2017, 2018 Universität Koblenz-Landau 25

02.2.1.3 Lebensräume und Besiedlung in Seen 

In der Abb. 02.7 sind die ökologischen Zonierungen eines Sees einschließlich der Uferbereiche dargestellt (Grüneberg et al. 2009).

Abb. 02.7: Morphologie und Lebensräume eines Seeufers (schematisch, verändert nach Ostendorp et al. 2004; with permission from European Regional Centre for Ecohydrology of the Polish Adacemy of Sciences).

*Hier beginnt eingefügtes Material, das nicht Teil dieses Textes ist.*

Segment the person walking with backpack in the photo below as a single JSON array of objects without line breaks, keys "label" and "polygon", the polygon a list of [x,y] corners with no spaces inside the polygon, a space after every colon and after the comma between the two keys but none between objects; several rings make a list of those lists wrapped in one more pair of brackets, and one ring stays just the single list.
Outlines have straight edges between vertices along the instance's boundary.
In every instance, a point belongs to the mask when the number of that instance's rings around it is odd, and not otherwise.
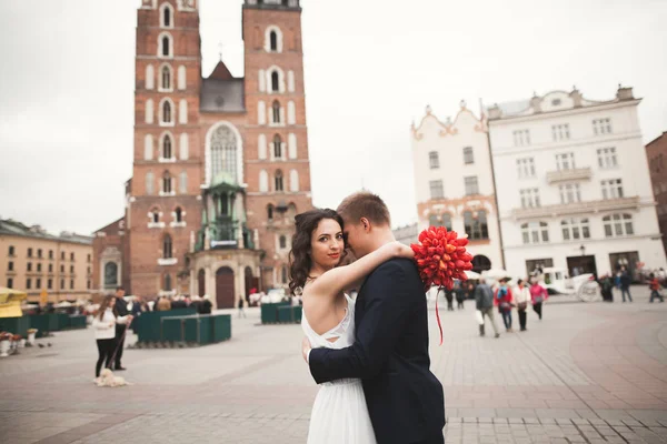
[{"label": "person walking with backpack", "polygon": [[521,326],[521,331],[526,330],[526,322],[528,320],[528,314],[526,310],[528,310],[528,302],[530,302],[530,290],[526,286],[526,283],[522,279],[519,279],[516,291],[517,295],[517,312],[519,313],[519,325]]},{"label": "person walking with backpack", "polygon": [[511,290],[507,285],[507,278],[502,278],[500,280],[500,286],[496,290],[496,297],[494,297],[494,303],[498,306],[498,311],[502,316],[502,322],[505,323],[505,329],[507,333],[511,333],[511,307],[512,307],[512,295]]},{"label": "person walking with backpack", "polygon": [[549,293],[547,293],[547,289],[541,286],[537,280],[532,281],[532,285],[530,285],[530,299],[532,301],[532,310],[537,313],[540,321],[542,304],[548,297]]}]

Die wichtigsten Lebensräume in einem See sind die Freiwasserzone (Pelagial) und die Bodenzone (Benthal), die sich in einen durchlichteten (euphotisch) und einen nicht durchlichteten (aphotisch) Bereich einteilen lässt. Diese Grenze wird bei 1 % des an der Oberfläche einfallenden Lichtes gesetzt. Sie kann annähernd aus dem Wert der 2,5-fachen Sichttiefe hergeleitet werden. Die durchlichtete Bodenzone heißt Litoral und ist von Wasserpflanzen besiedelt, während das nicht durchlichtete Profundal pflanzenlos ist und nur von heterotrophen Organismen besiedelt werden kann. Die euphotische Schicht im Pelagial wird auch trophogene Zone genannt. Hier ist Photosynthese durch Primärproduzenten möglich. Im aphotischen Bereich des Pelagials ist nur Stoffab- bzw. -umbau durch Destruenten und Konsumenten möglich (tropholytische Zone).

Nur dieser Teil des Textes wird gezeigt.